Ret. Gen. Stanley McChrystal
Ret. Gen. Stanley McChrystal called Pete Hegseth’s attacks on DEI a “distraction.” CBS

On the show to promote his new book, On Character: Choices That Define a Life, McChrystal said he is calling on the American people to “take a hard look at character” and demand integrity.

“As a nation, our character is our fate. So what I am trying to do is convince people to start a national conversation on character, with the idea that it starts at the bottom,” said McChrystal. “Not at the top.”

McChrystal said he is “completely aligned with Secretary Hegseth on the idea that we need to defend the nation” He added, “The defense department needs to be as effective as it can be, and that a certain warrior ethos matters.” However, “We just define it differently,” he said.

Pete Hegseth lifts weights outside in a t-shirt and shorts.
Pete Hegseth lifted weights with Marines earlier this month. Secretary of Defense/x.com

Asked about Hegseth’s suggesting that diversity, equity and inclusion was at odds with military strength, McChrystal called it a “distraction.”

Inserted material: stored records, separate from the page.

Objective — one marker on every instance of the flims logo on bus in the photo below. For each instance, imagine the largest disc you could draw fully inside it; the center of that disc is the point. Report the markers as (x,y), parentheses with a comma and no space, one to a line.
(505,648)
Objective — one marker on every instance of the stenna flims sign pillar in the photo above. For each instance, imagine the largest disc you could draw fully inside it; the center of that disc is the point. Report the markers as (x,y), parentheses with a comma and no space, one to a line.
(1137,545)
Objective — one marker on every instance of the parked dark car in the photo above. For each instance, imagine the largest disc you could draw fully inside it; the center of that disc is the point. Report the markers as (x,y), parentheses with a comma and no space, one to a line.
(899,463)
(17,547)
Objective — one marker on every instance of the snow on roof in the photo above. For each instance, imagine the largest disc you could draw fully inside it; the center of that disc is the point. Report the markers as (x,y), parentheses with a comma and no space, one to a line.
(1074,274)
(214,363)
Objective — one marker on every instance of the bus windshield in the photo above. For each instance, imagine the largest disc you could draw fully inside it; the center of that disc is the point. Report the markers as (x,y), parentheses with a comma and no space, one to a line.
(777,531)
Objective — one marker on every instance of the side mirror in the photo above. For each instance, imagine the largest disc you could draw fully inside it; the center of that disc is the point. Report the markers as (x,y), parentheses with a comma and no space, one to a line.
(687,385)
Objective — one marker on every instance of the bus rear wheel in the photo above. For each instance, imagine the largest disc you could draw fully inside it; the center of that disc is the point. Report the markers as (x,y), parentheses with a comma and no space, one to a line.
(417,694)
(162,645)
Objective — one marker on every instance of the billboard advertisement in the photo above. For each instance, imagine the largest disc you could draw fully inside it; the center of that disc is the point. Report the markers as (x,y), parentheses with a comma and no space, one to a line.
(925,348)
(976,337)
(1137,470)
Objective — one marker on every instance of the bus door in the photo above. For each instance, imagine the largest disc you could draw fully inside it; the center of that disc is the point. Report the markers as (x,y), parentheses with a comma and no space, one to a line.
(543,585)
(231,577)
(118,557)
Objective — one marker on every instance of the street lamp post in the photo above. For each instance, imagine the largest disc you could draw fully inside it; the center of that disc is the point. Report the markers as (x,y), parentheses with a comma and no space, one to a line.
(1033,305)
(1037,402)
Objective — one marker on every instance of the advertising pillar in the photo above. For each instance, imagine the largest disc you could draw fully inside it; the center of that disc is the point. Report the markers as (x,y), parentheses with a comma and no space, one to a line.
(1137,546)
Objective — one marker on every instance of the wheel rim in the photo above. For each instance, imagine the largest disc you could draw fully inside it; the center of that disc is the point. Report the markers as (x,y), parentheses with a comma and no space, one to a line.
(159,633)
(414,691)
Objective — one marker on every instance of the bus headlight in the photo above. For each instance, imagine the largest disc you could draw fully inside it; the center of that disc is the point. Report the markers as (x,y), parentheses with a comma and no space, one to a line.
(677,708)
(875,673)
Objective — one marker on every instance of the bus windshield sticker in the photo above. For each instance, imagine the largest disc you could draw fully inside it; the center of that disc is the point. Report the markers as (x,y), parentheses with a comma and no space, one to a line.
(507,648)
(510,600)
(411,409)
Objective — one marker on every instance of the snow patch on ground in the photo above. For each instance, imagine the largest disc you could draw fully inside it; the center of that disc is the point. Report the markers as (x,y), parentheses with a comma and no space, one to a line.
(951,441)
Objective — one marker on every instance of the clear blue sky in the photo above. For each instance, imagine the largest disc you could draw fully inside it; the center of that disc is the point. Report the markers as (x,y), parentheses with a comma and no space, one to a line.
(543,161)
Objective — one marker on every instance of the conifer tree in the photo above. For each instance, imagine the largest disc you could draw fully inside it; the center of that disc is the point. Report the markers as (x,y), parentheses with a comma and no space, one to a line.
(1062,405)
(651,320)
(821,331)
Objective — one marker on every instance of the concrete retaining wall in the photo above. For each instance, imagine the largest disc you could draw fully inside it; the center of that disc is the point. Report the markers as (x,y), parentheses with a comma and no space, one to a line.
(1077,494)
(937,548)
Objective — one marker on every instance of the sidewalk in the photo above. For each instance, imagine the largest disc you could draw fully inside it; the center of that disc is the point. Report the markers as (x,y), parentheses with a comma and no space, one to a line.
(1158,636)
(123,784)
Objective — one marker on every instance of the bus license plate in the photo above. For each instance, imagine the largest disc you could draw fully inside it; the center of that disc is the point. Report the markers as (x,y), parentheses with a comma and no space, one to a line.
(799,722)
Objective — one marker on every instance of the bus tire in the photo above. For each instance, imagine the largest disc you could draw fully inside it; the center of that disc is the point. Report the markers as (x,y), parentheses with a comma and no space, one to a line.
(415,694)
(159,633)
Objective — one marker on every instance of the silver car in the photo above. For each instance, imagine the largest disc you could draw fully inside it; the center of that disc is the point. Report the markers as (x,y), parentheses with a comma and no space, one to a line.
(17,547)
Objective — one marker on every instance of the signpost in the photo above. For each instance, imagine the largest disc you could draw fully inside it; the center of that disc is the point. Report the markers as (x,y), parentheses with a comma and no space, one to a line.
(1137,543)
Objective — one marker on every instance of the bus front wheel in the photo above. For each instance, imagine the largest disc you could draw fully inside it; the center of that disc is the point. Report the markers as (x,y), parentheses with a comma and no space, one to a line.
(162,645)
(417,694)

“In my experience we tend to understand that everybody can contribute—particularly in today’s modern wars,” McChrystal said. “The idea that everybody’s got to look a certain way, got to have biceps of a certain size, there’s got to be a male, straight, all these things, is not my experience.”

At the helm of counter-insurgency strategy in Afghanistan, McChrystal said his team became a “true meritocracy” where “you didn’t care what someone looked like, how old they were, their gender or their sexual orientation.” He added, “Because it was too important to get the job done.”

McChrystal tendered his resignation under Obama in 2010 after a Rolling Stone profile quoted him making critical remarks about his administration.

Although McChrystal said he does not consider himself a Republican or a Democrat, he told Brennan that he voted for Joe Biden and Kamala Harris. According to him, drastic changes in the political climate pushed him to get more involved.

McChrystal said, “I just felt that we hit a period that was so adrift as a nation in terms of character, we were accepting something that is not as good as we are capable of.”